O Brasil atravessou as sucessivas ondas da pandemia do novo coronavírus, em 2020, enfrentando outras pandemias dentro da pandemia, com mortes incontáveis de milhões de vidas da natureza, nos biomas do Pantanal, que perdeu cerca de trinta por cento de sua cobertura vegetal para incêndios infernais, a partir de agosto, e a floresta Amazônica perdeu quase doze mil quilômetros quadrados de cobertura vegetal, com centenas de milhares de focos de queimadas fora de controle. Quantos milhões de vidas de espécies animais e vegetais foram ceifadas nesta pandemia dentro da pandemia! E o país e o mundo assistindo toda esta devastação terrível sem ver ações significativas dos órgãos federais responsáveis pelo meio ambiente! Povos indígenas e populações tradicionais viram seus territórios serem invadidos e depredados com incentivo oficial. Moradores do pantanal sofreram com tempestades de cinzas. No Sul do Brasil, o medo das nuvens de gafanhotos vorazes, que chegaram até as fronteiras da Argentina com o Rio Grande do Sul, além da longa estiagem que se abateu sobre os Estados do Sul.  Alguém chegou a comparar a situação com as pragas bíblicas do Egito! A pandemia escancarou a realidade perversa das desigualdades que se aprofundam entre os brasileiros.  E agora, neste triste início de 2021, testemunhamos esta segunda onda da pandemia, castigando duramente as populações da região amazônica, com um sintoma assustador: pessoas doentes morrendo asfixiadas por falta de oxigênio!  Seria importante refletir sobre a ligação deste fato trágico com o que dizem ser a principal causa das pandemias no mundo atual: a devastação das florestas e a degradação ambiental, que faz os vírus pularem dos animais selvagens para as pessoas, passando por mutações que tornam os vírus ainda mais perigosos e agressivos para a saúde humana.  O planeta pode demorar para ter uma crise geral de falta de oxigênio, mas o processo acelerado de degradação  das florestas, dos oceanos e do meio ambiente em geral, junto com outros males causados pela chamada civilização do “antropoceno”, está minando os pulmões do mundo como um vírus letal que se alimenta da alienação e da cobiça sem limites de acumulação de bens e do consumo inconsciente e perverso dos recursos da natureza, como se fossem inesgotáveis.
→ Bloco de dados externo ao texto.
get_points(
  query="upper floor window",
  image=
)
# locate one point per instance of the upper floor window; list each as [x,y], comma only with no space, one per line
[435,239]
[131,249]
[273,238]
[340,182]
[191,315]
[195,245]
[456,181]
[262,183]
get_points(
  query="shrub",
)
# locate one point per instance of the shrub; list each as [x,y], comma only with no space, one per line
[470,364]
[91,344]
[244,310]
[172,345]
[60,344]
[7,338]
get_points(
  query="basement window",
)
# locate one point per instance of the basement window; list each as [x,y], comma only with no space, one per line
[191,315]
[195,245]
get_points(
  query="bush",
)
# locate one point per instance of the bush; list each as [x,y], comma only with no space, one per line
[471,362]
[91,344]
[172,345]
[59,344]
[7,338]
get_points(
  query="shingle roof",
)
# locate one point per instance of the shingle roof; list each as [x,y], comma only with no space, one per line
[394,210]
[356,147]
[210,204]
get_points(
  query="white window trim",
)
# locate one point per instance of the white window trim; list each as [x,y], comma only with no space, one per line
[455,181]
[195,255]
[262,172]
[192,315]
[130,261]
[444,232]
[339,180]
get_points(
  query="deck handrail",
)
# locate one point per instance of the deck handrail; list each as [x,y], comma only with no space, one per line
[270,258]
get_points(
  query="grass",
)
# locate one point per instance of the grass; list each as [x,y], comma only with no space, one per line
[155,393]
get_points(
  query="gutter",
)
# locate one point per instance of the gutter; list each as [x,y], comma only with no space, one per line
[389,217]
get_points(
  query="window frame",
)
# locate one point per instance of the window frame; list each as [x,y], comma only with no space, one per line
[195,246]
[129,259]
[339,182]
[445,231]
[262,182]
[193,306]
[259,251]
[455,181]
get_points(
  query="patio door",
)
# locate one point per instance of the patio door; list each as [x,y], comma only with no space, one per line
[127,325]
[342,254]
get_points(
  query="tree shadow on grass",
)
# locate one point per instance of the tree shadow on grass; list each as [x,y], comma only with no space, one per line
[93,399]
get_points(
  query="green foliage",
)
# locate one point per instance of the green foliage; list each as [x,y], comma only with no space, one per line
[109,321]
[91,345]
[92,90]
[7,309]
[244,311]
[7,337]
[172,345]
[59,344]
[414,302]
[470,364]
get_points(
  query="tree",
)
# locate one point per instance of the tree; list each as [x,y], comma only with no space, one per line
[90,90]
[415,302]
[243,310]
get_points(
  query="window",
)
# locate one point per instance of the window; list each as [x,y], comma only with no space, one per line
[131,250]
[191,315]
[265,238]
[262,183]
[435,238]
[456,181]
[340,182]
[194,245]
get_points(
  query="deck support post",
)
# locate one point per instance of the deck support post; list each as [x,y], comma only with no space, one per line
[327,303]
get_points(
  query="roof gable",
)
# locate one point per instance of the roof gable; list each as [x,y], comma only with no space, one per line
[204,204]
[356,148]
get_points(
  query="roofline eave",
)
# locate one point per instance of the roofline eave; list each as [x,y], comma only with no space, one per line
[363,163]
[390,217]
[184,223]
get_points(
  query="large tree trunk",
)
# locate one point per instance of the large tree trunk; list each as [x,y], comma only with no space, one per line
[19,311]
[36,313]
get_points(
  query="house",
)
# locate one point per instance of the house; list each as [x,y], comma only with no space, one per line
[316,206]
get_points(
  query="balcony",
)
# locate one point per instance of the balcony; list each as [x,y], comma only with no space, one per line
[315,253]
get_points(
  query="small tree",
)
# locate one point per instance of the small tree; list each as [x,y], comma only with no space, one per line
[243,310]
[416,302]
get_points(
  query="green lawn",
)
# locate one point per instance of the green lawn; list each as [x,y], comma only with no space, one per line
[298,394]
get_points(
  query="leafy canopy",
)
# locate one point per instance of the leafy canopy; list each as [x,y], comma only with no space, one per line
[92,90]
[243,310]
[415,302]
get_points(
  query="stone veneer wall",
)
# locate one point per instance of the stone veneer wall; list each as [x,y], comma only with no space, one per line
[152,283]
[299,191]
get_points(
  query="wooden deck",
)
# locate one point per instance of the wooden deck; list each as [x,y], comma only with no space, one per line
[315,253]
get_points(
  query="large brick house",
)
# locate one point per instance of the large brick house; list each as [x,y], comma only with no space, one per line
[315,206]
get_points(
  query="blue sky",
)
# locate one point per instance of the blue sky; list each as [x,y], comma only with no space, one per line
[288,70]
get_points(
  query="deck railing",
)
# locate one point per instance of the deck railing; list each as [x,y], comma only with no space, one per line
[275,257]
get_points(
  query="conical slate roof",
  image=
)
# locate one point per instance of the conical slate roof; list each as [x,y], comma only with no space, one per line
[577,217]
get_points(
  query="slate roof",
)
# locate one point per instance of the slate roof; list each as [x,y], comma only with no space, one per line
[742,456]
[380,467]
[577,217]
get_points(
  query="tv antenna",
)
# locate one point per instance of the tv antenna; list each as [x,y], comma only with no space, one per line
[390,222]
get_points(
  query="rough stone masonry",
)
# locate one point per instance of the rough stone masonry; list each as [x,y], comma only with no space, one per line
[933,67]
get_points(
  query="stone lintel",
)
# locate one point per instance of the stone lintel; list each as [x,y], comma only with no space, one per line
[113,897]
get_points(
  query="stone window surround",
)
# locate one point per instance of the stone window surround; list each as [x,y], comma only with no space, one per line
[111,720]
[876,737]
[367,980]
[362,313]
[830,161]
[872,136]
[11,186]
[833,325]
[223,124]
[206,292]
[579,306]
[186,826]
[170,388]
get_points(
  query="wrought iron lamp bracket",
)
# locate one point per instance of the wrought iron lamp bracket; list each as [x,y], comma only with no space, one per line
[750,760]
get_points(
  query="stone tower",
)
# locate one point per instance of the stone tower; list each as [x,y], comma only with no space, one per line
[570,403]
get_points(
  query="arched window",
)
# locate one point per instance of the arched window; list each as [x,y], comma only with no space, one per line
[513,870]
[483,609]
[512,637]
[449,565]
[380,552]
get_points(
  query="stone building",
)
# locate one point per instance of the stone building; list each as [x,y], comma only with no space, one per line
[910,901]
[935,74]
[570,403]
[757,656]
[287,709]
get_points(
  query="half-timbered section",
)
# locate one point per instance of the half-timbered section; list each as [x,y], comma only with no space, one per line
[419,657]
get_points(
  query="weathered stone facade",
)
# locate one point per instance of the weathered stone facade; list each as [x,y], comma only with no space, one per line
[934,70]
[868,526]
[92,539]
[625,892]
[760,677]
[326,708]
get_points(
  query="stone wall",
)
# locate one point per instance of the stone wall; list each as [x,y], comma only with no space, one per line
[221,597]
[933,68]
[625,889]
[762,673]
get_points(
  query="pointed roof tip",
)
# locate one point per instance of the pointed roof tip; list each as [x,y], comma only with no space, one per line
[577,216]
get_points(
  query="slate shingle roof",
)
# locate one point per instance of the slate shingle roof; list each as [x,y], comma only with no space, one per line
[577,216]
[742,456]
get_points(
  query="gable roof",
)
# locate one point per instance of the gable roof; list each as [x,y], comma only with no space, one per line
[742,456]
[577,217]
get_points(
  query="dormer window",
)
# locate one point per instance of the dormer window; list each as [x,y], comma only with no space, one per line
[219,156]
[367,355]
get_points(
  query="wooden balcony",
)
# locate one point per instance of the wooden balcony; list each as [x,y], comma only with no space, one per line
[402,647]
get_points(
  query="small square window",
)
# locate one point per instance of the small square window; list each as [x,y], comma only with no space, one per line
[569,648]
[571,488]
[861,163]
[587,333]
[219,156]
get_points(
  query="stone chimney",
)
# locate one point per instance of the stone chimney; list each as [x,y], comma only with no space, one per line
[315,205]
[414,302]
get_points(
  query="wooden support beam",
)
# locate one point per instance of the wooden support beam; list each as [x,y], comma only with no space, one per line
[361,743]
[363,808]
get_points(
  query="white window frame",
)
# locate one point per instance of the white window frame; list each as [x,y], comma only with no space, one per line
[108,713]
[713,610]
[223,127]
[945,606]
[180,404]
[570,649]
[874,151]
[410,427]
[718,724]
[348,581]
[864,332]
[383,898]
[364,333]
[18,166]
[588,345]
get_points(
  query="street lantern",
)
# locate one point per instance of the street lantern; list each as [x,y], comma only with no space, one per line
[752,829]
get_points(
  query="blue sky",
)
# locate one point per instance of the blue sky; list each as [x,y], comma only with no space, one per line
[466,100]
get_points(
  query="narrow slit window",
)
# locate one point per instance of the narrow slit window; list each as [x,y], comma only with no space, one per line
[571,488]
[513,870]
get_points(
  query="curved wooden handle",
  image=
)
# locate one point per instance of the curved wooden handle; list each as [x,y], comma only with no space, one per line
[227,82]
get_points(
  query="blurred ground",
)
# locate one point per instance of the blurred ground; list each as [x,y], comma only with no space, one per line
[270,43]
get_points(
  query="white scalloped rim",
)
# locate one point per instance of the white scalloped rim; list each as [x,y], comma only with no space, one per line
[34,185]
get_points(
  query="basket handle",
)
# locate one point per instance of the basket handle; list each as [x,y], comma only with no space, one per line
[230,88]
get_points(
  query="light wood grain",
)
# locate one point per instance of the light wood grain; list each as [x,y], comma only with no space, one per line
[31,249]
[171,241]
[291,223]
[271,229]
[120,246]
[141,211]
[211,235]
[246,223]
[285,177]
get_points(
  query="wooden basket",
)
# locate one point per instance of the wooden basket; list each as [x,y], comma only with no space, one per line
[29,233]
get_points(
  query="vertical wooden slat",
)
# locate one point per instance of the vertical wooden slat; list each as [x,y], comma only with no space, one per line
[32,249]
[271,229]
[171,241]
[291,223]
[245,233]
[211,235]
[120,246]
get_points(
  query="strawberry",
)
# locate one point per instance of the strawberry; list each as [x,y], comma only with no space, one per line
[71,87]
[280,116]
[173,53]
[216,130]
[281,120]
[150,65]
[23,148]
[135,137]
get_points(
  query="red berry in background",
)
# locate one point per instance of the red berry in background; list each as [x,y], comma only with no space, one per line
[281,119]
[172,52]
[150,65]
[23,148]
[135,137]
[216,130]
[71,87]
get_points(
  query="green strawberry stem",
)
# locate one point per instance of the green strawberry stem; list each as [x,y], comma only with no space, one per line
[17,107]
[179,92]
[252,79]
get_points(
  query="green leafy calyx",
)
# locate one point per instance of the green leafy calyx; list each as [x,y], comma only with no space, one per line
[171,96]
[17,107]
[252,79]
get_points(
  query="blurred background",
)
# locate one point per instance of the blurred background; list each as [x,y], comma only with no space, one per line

Diante de toda esta situação, facilmente se pode perder a esperança. A sensação de impotência parece sobrepujar todos os outros sentimentos. Foi possível ver isso muito claro nos rostos de profissionais de saúde com semblante cansado, muitas vezes desesperados, chorando as perdas dos pacientes que acompanharam nos momentos de agonia e que, infelizmente, foram ceifados pela pandemia. Muitos trabalhando nos limites de suas forças e contando com recursos escassos nos hospitais públicos, carentes dos insumos mais essenciais e de equipamentos de proteção individual. A desesperança pode se manifestar também em outras atitudes e comportamentos alienados e alienantes, em indiferença mórbida, que leva as pessoas a se fecharem no seu mundo, tentando viver em bolhas de ilusória proteção. Mas a desesperança pode levar as pessoas a viverem à deriva, sem direção e sem Norte em sua travessia. Sem porto para ancorar.  A desesperança pode ter consequências imprevisíveis na vida das pessoas e da sociedade. A esperança é revolucionária, mas a desesperança pode ter um potencial muito explosivo.

A esperança, com efeito, é para nós qual âncora da vida, segura e firme…  (Hb 6: 19)
25 de janeiro de 2021.

Este texto expressa exclusivamente a opinião do autor e foi publicado da forma como foi recebido, sem alterações pela equipe do Entrelaços.